Some consultants also include what they call ‘Individual Change’ as a type of change within the context of the organisation. Individual change is about helping individual(s) manage change through helping them grow into certain roles or to achieve some objectives and goals. This is usually done through training or mentoring to help them acquire some specific skills over a period.

It is important to understand the different types of possible changes that an organisation may go through because the causes, requirements and processes of effecting and managing different changes do differ. For instance, we can expect that the physical, systems, human and other resources required as a result of converting into a universal bank was vastly different from if a former merchant bank simply changed its banking software for another.

What causes change? Last week we mentioned that changes could be initiated voluntary by an organisation and sometimes forced on the organisation. Some general triggers of change could be, as we also mentioned last week, business opportunities that can open or be opened up and challenges that will be thrown up from changes in demographics, economic trends, technologies, new products (goods and services), new competitors, changes in laws and regulations, etc.

Whatever it is that may trigger the need for change, the entrepreneur and their team should be alert to them and be able to either initiate pre-emptive and opportunistic actions or responses to benefit from them.

Change models: It is always appropriate to learn what academics, business consultants and other entrepreneurs have developed on contemporary business issues. But quite honestly, I like to encourage entrepreneurs to go beyond learning from those three groups and adapt or even invent what will work better for them.
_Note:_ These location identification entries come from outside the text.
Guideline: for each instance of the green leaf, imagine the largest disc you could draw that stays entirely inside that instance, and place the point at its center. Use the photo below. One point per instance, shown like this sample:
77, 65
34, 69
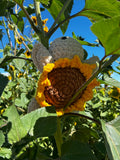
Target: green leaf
3, 83
97, 10
30, 119
111, 132
55, 7
2, 138
45, 2
17, 131
110, 81
5, 153
45, 126
74, 150
19, 63
82, 42
108, 32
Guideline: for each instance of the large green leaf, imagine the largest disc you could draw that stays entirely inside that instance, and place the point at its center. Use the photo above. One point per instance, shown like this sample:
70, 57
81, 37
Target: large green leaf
75, 150
82, 42
19, 63
98, 9
110, 81
45, 2
55, 7
20, 2
30, 119
3, 83
18, 20
112, 138
17, 131
45, 126
108, 32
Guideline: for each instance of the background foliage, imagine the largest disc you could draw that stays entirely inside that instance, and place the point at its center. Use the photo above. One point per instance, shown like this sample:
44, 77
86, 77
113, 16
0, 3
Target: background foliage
90, 135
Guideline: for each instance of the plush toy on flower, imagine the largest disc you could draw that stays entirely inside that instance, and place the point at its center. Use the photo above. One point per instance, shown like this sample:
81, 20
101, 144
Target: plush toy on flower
64, 71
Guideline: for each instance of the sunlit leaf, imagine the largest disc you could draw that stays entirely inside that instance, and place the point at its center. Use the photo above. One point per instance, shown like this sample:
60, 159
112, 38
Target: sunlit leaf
45, 126
112, 138
3, 83
108, 32
19, 63
20, 2
5, 153
30, 119
17, 131
97, 10
2, 138
76, 150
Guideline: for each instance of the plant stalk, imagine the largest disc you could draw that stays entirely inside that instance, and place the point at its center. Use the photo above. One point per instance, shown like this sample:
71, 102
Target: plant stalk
58, 136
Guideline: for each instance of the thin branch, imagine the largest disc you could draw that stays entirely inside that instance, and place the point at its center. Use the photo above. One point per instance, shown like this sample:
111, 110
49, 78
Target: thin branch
84, 116
59, 15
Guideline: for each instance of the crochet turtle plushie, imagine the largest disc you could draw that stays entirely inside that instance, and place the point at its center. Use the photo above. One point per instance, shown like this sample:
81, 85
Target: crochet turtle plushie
64, 71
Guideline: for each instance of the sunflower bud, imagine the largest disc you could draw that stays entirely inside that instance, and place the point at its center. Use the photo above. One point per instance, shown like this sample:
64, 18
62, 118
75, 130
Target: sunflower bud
66, 47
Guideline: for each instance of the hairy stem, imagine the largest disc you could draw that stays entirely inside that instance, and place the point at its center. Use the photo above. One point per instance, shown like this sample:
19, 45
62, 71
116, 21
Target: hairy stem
95, 74
38, 14
81, 115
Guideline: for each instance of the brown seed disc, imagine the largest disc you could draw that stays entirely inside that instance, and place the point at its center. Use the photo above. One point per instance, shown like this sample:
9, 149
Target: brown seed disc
64, 84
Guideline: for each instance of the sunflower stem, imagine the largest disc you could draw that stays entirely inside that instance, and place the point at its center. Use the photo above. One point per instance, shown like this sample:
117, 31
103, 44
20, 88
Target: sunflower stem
58, 136
59, 15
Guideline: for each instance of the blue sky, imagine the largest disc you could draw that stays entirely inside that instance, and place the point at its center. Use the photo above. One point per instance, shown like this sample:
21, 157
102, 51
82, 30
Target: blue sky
79, 25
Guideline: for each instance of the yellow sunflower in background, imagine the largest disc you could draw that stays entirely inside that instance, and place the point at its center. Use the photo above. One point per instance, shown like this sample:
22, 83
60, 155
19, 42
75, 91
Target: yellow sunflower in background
44, 21
19, 40
114, 93
61, 80
28, 54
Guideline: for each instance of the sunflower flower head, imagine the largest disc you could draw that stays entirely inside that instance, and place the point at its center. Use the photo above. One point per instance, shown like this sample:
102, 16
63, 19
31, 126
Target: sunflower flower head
61, 80
44, 21
62, 77
34, 20
28, 54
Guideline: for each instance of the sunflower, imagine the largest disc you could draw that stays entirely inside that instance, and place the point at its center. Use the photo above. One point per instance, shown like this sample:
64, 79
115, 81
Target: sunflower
28, 54
61, 80
20, 40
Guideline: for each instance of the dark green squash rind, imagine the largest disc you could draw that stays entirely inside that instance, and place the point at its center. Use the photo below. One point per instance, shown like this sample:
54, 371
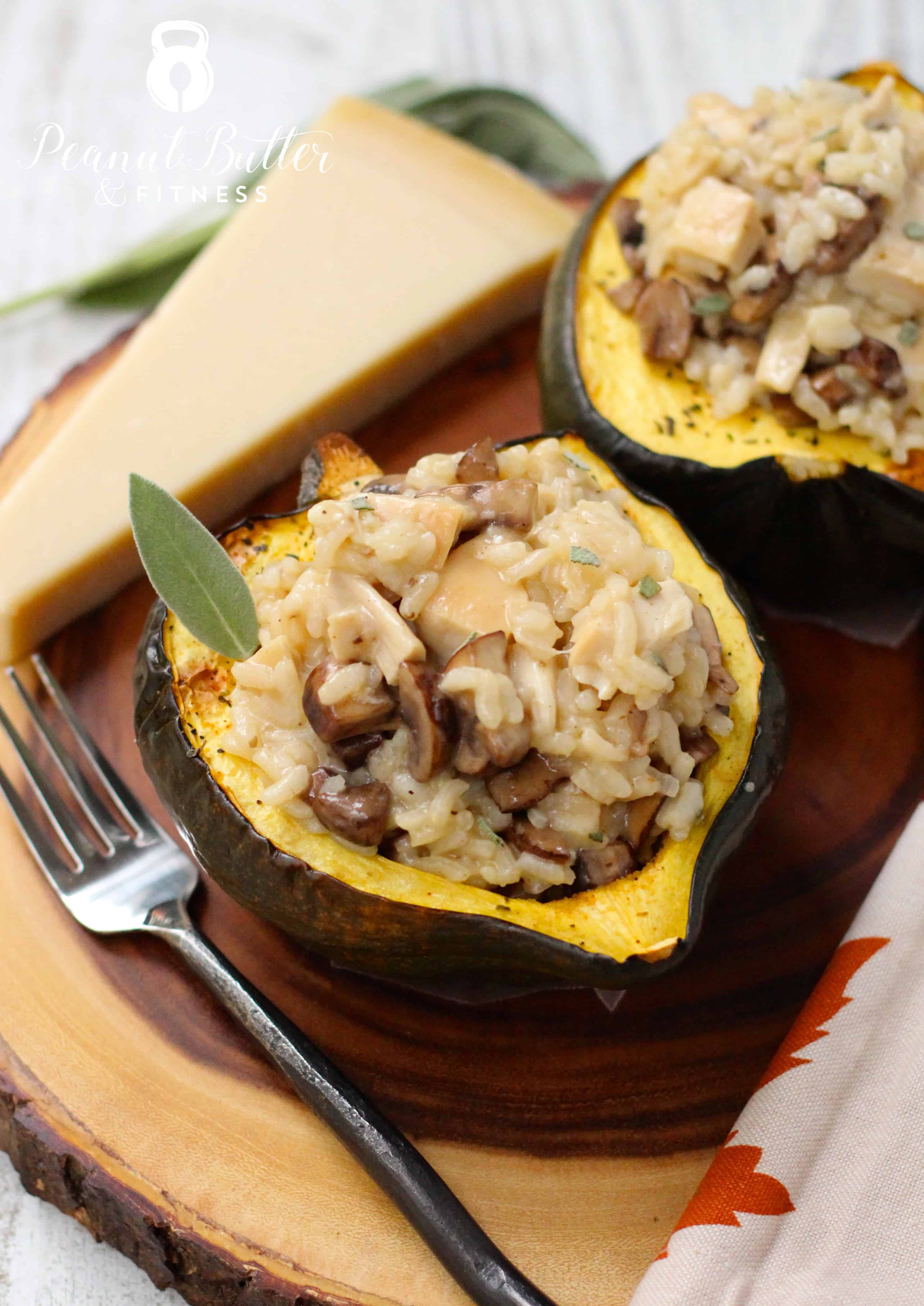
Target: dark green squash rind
398, 939
823, 545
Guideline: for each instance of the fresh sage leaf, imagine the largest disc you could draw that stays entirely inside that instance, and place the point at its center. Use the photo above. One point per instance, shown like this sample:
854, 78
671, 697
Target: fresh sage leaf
191, 571
502, 122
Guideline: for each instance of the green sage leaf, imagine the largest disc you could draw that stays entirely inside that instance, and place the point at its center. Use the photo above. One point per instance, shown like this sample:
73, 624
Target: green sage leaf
502, 122
191, 571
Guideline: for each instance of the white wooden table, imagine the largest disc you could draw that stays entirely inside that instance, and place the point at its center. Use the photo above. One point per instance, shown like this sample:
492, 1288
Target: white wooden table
618, 71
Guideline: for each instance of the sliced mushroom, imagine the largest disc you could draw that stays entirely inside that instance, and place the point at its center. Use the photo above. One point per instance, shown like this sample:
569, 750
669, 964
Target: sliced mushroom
699, 744
626, 296
493, 503
831, 388
352, 716
598, 866
357, 813
853, 238
665, 321
547, 843
480, 463
354, 751
640, 818
528, 783
879, 365
481, 750
630, 231
755, 306
430, 718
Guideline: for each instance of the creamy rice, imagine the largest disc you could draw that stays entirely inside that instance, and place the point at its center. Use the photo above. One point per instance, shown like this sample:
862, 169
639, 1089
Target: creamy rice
799, 183
603, 669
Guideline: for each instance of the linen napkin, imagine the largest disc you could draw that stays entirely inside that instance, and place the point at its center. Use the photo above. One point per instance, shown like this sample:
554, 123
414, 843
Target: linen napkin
817, 1195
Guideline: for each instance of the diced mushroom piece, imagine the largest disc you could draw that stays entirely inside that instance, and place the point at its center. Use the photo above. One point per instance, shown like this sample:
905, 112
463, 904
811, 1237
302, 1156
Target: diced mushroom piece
699, 744
357, 813
363, 626
709, 638
630, 231
879, 365
831, 388
477, 464
359, 711
354, 751
393, 484
756, 305
665, 321
482, 750
626, 296
430, 718
491, 503
528, 783
547, 843
787, 412
640, 820
598, 866
853, 238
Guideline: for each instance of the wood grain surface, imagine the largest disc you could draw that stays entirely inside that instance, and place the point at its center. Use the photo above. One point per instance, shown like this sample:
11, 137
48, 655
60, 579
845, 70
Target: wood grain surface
573, 1133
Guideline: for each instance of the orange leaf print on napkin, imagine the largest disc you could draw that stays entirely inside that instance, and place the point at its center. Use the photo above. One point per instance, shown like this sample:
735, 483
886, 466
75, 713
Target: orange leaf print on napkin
826, 1001
733, 1185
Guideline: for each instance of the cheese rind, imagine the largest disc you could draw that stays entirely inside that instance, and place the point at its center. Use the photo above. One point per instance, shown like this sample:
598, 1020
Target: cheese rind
312, 311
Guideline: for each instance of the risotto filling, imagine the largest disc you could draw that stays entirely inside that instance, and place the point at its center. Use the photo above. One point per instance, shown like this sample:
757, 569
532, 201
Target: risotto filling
486, 673
778, 254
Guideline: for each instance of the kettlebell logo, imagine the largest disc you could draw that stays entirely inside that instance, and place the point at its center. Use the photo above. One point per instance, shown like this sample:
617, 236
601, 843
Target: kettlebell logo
184, 91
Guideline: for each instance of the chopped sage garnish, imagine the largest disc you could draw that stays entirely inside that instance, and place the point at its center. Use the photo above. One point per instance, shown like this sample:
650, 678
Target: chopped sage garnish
584, 555
709, 305
487, 831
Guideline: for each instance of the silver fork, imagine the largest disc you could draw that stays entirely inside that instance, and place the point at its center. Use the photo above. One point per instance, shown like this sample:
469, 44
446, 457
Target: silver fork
141, 881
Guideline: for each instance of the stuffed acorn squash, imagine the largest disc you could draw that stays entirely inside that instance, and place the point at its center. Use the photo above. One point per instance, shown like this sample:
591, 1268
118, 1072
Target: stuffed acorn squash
487, 733
753, 354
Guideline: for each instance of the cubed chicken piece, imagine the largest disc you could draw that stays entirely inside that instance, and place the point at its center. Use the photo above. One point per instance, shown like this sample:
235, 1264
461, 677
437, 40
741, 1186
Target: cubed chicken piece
890, 271
785, 350
442, 518
717, 231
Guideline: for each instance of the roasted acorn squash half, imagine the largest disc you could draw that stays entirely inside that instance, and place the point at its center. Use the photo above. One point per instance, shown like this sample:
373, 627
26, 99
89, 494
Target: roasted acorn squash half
379, 916
812, 520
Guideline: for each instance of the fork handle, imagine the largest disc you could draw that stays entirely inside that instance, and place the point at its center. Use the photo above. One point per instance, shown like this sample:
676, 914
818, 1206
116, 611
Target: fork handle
431, 1207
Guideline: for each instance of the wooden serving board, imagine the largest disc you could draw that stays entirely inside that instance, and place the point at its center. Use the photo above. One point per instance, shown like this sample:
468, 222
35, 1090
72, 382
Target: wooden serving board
575, 1134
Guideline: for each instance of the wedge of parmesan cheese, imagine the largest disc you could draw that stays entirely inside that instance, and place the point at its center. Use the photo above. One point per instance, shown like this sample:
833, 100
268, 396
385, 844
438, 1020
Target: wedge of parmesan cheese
312, 311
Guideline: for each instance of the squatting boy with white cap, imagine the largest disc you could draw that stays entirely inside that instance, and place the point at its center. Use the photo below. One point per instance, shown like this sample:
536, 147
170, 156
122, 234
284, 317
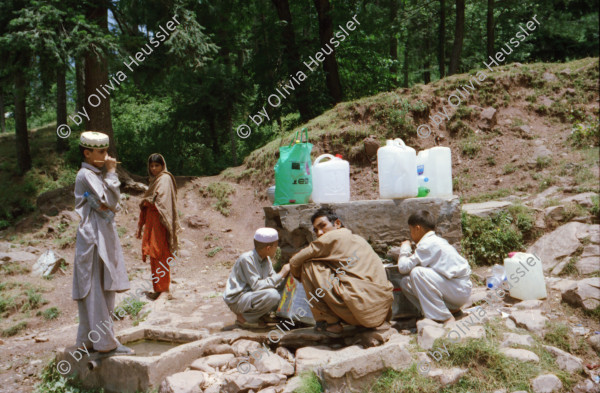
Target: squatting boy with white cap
99, 269
251, 291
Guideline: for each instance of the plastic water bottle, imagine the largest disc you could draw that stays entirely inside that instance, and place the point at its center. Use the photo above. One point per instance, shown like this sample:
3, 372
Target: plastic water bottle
108, 215
423, 182
497, 278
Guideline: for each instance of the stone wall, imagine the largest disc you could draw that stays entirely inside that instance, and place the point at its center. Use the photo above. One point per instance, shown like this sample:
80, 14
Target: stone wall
382, 222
Having said that, some of the change models you can learn from include:

* ADKAR model, created by Jeff Hiatt, has five sequential steps: Awareness of the need for change, Desire to participate in and support the change, Knowledge on how to change, Ability to implement desired skills and behaviours, and Reinforcement to sustain the change.

* Kotter’s 8-Step Process, developed by renowned Harvard University academic, Professor John Kotter, has eight steps viz; Create a sense of urgency, Build a guiding coalition, Form a strategic vision and initiatives, Enlist a volunteer army, Enable action by removing barriers, Generate short-term wins, Sustain acceleration, Institute change.

* McKinsey 7-S, developed by Robert Waterman Jr. and Tom Peters, suggests a holistic perspective of seven factors in developing a change model. These factors are Shared values, Strategy, Structure, Systems, Style, Staff, and Skills.